Hi All,
I need some help to set up alerting which would be based upon the standard deviation of the occurrence of Errors.
I have this crude query as of now:
index= earliest=-30d NOT(date_wday=saturday) NOT(date_wday=sunday) | timechart span=7d count by tms_logcat limit=40
And i wish to setup alerts such that an alert is thrown for the below highlighted(in quotes) errors:
_time ERR-05257 ERR-05258 ERR-05259 ERR-05266 ERR-05275 ERR-05276 ERR-05279 ERR-05354 ERR-07507 ERR-07801
8/25/2014 0 1 9 386 12438 361 341314 1 0 2 11
9/1/2014 645 0 "5950" 1251 13959 9 434539 2 0 0 6
9/8/2014 722 0 0 "20370" 15014 4 356794 1 10 0 0
9/15/2014 0 0 0 627 12237 241 406969 2 0 1 8
9/22/2014 755 1 0 288 5204 64 "3994" 0 0 0 0
(Apologies - I do not seem to have enough karma points to attach the screenshot of the error data given above.)

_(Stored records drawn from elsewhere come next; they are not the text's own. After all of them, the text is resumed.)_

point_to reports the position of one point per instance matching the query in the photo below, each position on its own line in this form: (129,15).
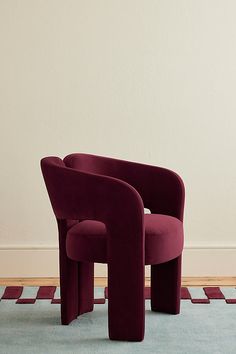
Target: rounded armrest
(80,195)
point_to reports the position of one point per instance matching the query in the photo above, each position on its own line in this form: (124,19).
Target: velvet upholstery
(99,206)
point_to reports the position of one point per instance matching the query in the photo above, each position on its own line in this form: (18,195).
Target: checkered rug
(29,295)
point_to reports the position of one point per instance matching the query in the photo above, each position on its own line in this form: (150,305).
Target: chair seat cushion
(87,240)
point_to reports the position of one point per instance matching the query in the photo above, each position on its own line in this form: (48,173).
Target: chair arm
(80,195)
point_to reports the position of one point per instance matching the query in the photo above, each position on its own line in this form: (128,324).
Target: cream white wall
(145,80)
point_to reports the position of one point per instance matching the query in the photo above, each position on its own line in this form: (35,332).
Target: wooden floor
(186,281)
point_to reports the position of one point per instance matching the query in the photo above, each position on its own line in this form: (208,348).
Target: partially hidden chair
(99,206)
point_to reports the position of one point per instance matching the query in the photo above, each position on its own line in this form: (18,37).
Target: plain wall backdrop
(143,80)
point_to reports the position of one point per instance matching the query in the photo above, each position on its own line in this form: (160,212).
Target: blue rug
(35,327)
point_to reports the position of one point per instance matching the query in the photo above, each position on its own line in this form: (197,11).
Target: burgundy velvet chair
(99,206)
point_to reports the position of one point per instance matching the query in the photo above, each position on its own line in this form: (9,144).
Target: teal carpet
(200,328)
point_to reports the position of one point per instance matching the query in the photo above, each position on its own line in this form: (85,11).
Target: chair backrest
(161,189)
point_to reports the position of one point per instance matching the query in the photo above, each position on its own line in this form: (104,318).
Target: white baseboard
(42,261)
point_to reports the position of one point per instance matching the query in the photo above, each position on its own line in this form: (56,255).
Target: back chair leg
(166,286)
(85,287)
(68,279)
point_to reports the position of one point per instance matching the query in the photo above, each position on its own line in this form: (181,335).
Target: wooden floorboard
(186,281)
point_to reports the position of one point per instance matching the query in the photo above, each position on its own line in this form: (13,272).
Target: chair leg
(69,291)
(85,287)
(126,303)
(68,279)
(166,286)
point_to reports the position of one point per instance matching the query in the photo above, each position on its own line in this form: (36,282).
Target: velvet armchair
(99,207)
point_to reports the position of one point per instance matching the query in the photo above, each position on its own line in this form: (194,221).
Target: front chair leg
(69,290)
(85,287)
(126,303)
(166,286)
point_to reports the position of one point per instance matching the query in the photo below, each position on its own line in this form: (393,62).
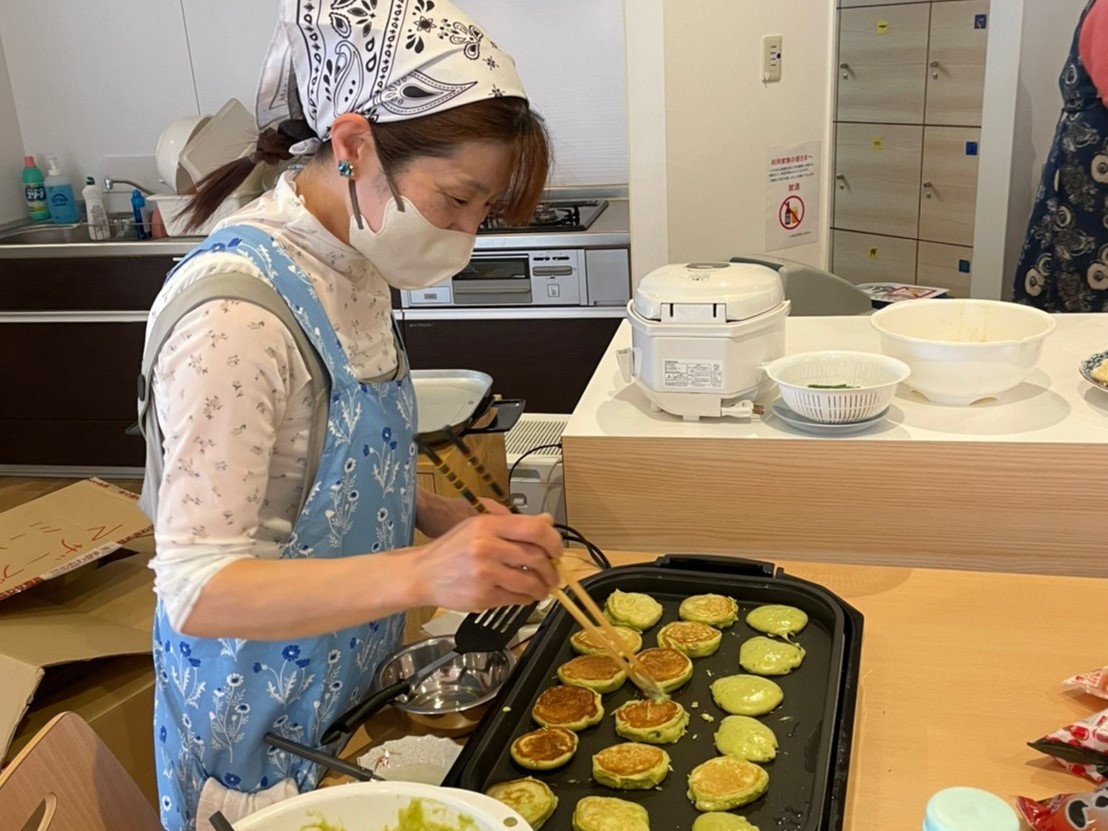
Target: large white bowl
(871,379)
(963,351)
(174,139)
(375,807)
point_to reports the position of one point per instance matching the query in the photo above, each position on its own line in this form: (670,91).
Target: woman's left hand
(435,515)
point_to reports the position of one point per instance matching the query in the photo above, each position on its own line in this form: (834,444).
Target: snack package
(1080,748)
(1066,812)
(1094,683)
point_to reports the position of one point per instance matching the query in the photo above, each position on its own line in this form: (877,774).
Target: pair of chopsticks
(598,626)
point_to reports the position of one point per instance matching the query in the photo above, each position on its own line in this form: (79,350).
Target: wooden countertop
(960,669)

Of course this is going to sound like a shameless plug, but honestly, the easiest way to do this is with the Prelert Anomaly Detective app.
Using the QuickMode feature, you can literally put this search in:
index=whatever NOT(date_wday=saturday) NOT(date_wday=sunday) | timechart count by tms_logcat limit=0
and Anomaly Detective will automatically take care of baselining the normal occurrence rate of each error type ("tms_logcat") and will offer you the ability to alert on this data on-going with a one-click ability to schedule the search to run in the background every 5 minutes for example. How it works video: http://support.prelert.com/customer/portal/articles/1417340-quickmode
By the way, don't get caught up in trying to use standard deviation as your approach to express anomalousness. Standard deviation assumes that the data samples (in this case, "counts of errors") conforms to a nice, symmetrical Gaussian Bell curve. In most cases, counts of things are better modeled by Poisson curves. Anomaly Detective automatically figures out the best statistical model for your data to maximize accuracy and minimize false alerting.